Kenaikan Harga BBM Ibarat Menelan 'Pil Pahit' untuk Kesehatan Fiskal Negara
JAKARTA - Direktur Eksekutif Center for Energy Policy, M Kholid Syeirazi menilai, menaikkan harga bahan bakar minyak (BBM) di tengah harga minyak dunia berada di angka 100 dolar AS per barel merupakan kebijakan yang sulit dihindari pemerintah.
"Kebijakan menaikkan harga BBM bersubsidi ini adalah 'pil pahit' yang harus kita telan untuk kesehatan fiskal negara," ujar Kholid dikutip dari Antara, Rabu, 7 September.
Dalam Kajian Strategis Ekonomi Nasional bertajuk “Alokasi Anggaran dan Komoditas BBM Untuk Hajat Rakyat, Telaah Kritis dan Obyektif Kenaikan Harga” yang digelar Pengurus Besar Pergerakan Mahasiswa Islam Indonesia (PB PMII) , Kholid menyatakan masyarakat khususnya mahasiswa masih terjebak pada opini populis dalam menyikapi kenaikan harga BBM.
Sehingga, lanjutnya, cenderung mengabaikan fakta obyektif kondisi keuangan negara, nilai tukar rupiah, dan krisis energi global.
Menurut dia, konflik antara Rusia dan Ukraina telah membuat produksi dan pasokan minyak mentah dari kedua negara terhambat, sehingga terjadi kenaikan harga minyak dunia.
Harga minyak dunia sempat mencapai 140 dolar AS per barel, sedangkan asumsi ICP (Indonesian Crude Price) yang menjadi patokan APBN adalah 105 dolar AS per barel, sehingga harga keekonomian BBM di dalam negeri pun mengalami kenaikan.
Dengan asumsi ICP di 105 dolar AS per barel, kata Kholid, harga keekonomian BBM jenis Pertalite mencapai Rp14.000 per liter.
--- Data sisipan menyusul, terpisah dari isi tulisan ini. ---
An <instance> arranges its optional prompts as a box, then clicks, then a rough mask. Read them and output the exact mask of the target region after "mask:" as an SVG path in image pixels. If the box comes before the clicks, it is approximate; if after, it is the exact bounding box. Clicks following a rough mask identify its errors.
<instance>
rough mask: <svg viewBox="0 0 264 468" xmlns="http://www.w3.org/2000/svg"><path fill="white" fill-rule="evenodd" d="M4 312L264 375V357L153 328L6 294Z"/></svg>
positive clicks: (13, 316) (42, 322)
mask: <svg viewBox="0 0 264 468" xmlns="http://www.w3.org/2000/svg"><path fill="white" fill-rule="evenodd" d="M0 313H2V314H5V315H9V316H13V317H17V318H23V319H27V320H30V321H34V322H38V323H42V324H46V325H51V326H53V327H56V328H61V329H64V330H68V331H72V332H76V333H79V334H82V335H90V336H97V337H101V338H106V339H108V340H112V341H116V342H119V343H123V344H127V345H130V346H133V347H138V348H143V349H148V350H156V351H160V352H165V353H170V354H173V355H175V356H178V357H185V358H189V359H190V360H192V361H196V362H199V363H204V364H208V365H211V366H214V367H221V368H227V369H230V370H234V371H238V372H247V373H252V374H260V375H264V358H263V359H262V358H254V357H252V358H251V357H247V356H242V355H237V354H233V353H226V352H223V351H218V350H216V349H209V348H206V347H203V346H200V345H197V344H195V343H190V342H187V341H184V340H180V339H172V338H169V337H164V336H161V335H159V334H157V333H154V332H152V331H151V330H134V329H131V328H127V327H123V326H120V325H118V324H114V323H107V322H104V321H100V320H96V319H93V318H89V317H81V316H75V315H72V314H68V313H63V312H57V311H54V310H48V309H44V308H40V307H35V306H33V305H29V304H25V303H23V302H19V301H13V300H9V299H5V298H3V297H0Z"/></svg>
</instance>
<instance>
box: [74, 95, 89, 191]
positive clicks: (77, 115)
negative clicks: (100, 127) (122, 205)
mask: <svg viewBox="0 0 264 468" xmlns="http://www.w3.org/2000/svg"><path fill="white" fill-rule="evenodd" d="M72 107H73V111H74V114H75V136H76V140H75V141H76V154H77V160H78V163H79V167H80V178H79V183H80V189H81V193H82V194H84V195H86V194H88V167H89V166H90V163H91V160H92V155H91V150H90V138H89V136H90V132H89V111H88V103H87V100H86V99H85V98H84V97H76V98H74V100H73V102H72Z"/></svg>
Jika harga Pertalite tidak dinaikkan dan tetap diangka Rp7.650,- per liter, maka ada sejumlah Rp6.350 per liter yang harus disubsidi pemerintah.
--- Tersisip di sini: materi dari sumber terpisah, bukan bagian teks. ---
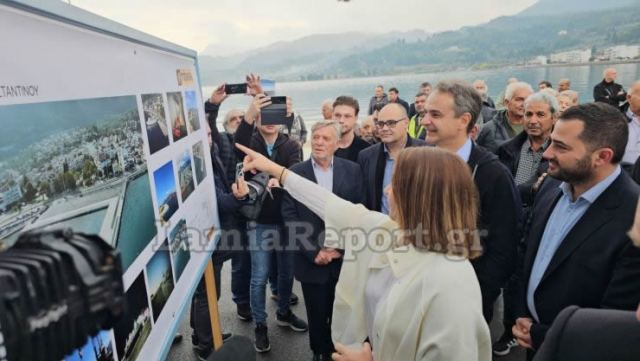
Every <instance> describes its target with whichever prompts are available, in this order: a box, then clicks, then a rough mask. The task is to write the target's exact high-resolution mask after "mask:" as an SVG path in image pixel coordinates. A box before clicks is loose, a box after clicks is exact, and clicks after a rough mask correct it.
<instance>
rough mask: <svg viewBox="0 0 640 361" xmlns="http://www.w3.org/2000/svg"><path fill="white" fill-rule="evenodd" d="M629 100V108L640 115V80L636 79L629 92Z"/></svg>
mask: <svg viewBox="0 0 640 361" xmlns="http://www.w3.org/2000/svg"><path fill="white" fill-rule="evenodd" d="M627 100H628V101H629V109H630V110H631V111H632V112H633V113H634V114H636V115H638V116H640V81H636V82H635V83H633V85H631V87H630V88H629V91H628V92H627Z"/></svg>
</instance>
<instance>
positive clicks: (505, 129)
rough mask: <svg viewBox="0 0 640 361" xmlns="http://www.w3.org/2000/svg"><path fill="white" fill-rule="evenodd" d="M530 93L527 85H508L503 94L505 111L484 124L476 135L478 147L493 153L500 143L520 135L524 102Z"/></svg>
mask: <svg viewBox="0 0 640 361" xmlns="http://www.w3.org/2000/svg"><path fill="white" fill-rule="evenodd" d="M532 93H533V89H532V88H531V85H529V84H527V83H524V82H514V83H510V84H509V85H508V86H507V89H506V90H505V92H504V105H505V109H504V110H500V111H498V112H497V113H496V115H495V116H494V117H493V119H491V121H490V122H489V123H485V125H484V126H483V127H482V130H481V131H480V134H478V138H477V143H478V145H480V146H482V147H484V148H486V149H487V150H489V151H490V152H494V153H495V152H496V151H497V150H498V147H499V146H500V145H502V143H505V142H506V141H508V140H509V139H511V138H513V137H515V136H516V135H518V134H520V132H522V130H523V129H524V128H523V125H522V123H523V122H524V100H525V99H527V97H528V96H529V95H531V94H532Z"/></svg>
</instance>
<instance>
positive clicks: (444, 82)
mask: <svg viewBox="0 0 640 361" xmlns="http://www.w3.org/2000/svg"><path fill="white" fill-rule="evenodd" d="M434 90H435V92H438V93H446V94H449V95H451V96H452V97H453V111H454V113H455V116H456V117H460V116H462V114H464V113H469V114H471V121H470V122H469V128H467V133H468V132H469V131H471V129H472V128H473V125H475V124H476V121H477V120H478V117H479V116H480V112H481V111H482V98H481V97H480V93H478V91H476V89H475V88H474V87H472V86H471V85H469V84H467V83H465V82H463V81H458V80H445V81H441V82H439V83H438V85H436V88H435V89H434Z"/></svg>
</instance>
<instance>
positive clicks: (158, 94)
mask: <svg viewBox="0 0 640 361" xmlns="http://www.w3.org/2000/svg"><path fill="white" fill-rule="evenodd" d="M142 109H143V112H144V122H145V127H146V129H147V139H149V154H153V153H155V152H157V151H159V150H160V149H162V148H164V147H166V146H167V145H169V130H168V127H167V117H166V116H165V114H164V102H163V101H162V94H143V95H142Z"/></svg>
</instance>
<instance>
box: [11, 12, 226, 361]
mask: <svg viewBox="0 0 640 361" xmlns="http://www.w3.org/2000/svg"><path fill="white" fill-rule="evenodd" d="M50 3H54V4H50V5H43V4H42V3H38V4H37V5H34V4H33V2H28V1H20V2H13V1H0V44H2V45H1V46H2V49H3V51H2V56H0V129H1V131H0V212H1V213H0V239H2V240H4V242H7V243H10V242H12V241H13V240H15V238H16V237H17V235H18V234H19V233H20V232H22V231H24V230H29V229H38V228H44V229H46V228H53V227H60V226H64V227H72V228H73V229H74V230H78V231H83V232H87V233H96V234H99V235H100V236H102V237H103V238H104V239H105V240H107V242H109V243H111V244H113V245H115V246H116V247H117V249H118V250H120V252H121V256H122V263H123V270H124V271H125V272H124V286H125V290H126V296H127V300H128V302H129V309H128V311H127V314H126V315H125V317H124V319H123V320H122V321H121V322H120V324H119V325H118V326H117V327H115V328H114V329H113V330H111V331H108V332H103V333H101V334H100V335H99V336H98V337H96V338H94V339H93V340H91V341H90V342H89V343H88V345H87V346H86V347H85V349H86V350H84V351H77V352H76V353H74V354H72V355H69V357H68V358H67V359H69V360H76V359H80V358H79V357H80V355H82V359H83V360H87V359H96V360H97V359H103V360H104V359H109V356H111V355H112V359H113V360H116V361H117V360H120V361H122V360H157V359H161V358H163V357H165V356H166V354H167V352H168V348H169V345H170V344H171V341H172V339H173V337H174V335H175V330H176V327H177V324H178V321H179V317H180V316H181V315H182V313H183V310H184V309H185V307H186V306H187V305H188V303H189V302H190V299H191V295H192V294H193V291H194V288H195V286H196V285H197V283H198V281H199V280H200V277H201V274H202V270H203V269H204V267H205V266H206V263H207V261H208V260H209V259H210V255H211V250H212V249H213V247H214V243H215V241H214V239H215V237H214V236H216V233H217V232H215V231H214V230H217V228H218V224H219V223H218V213H217V208H216V202H215V191H214V185H213V173H212V169H211V159H210V153H209V144H208V138H207V134H206V131H205V124H206V119H205V114H204V111H203V101H202V96H201V91H200V85H199V83H198V75H197V60H196V54H195V52H192V51H189V50H187V49H183V48H180V47H178V46H175V45H173V44H169V43H166V42H163V41H161V40H158V39H154V38H152V37H150V36H148V35H145V34H142V33H138V32H136V31H134V30H132V29H129V28H126V27H124V26H121V25H118V24H116V23H113V22H110V21H108V20H106V19H104V18H100V17H98V16H95V15H93V14H89V13H87V12H84V11H82V10H80V9H77V8H74V7H72V6H69V5H67V4H63V3H61V2H57V3H59V4H55V3H56V2H53V1H52V2H50ZM30 5H32V6H33V7H31V6H30ZM4 331H5V332H11V330H4ZM87 353H89V354H87ZM91 353H93V354H95V357H93V356H91V355H90V354H91Z"/></svg>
Dikalikan kuota Pertalite 2022 sebesar 23 juta Kiloliter, maka jumlah yang harus disubsidi mencapai ratusan triliun rupiah, tambahnya, itu baru Pertalite, belum lagi BBM jenis Solar yang juga harus disubsidi pemerintah.
"Kalo tidak direm, anggaran subsidi yang harus dikeluarkan pemerintah bisa mencapai hampir Rp700 triliun. Duit segitu sudah hampir melampaui belanja infrastruktur,” ujar Sekretaris Umum Pengurus Pusat Ikatan Sarjana Nahdlatul Ulama (PP ISNU) itu.
Baca juga:
Dia menyatakan, kebijakan subsidi BBM di Indonesia selama ini masih salah sasaran, karena hal itu merupakan risiko sistem subsidi terbuka, di mana semua orang boleh membeli BBM bersubsidi, dan belum ada regulasi yang mengatur BBM untuk orang miskin.
Masyarakat bawah hanya menikmati sekitar 20,7 persen BBM bersubsidi, lanjutnya, selebihnya dikonsumsi orang-orang kaya yang mampu membeli mobil.
"Inilah penyebab membengkaknya anggaran subsidi hingga Rp502 triliun. Jadi kalau harga minyak dunia masih di kisaran 100 dolar AS per barel, maka menaikkan harga BBM adalah 'obat' yang harus kita telan untuk kesehatan fiskal negara," katanya.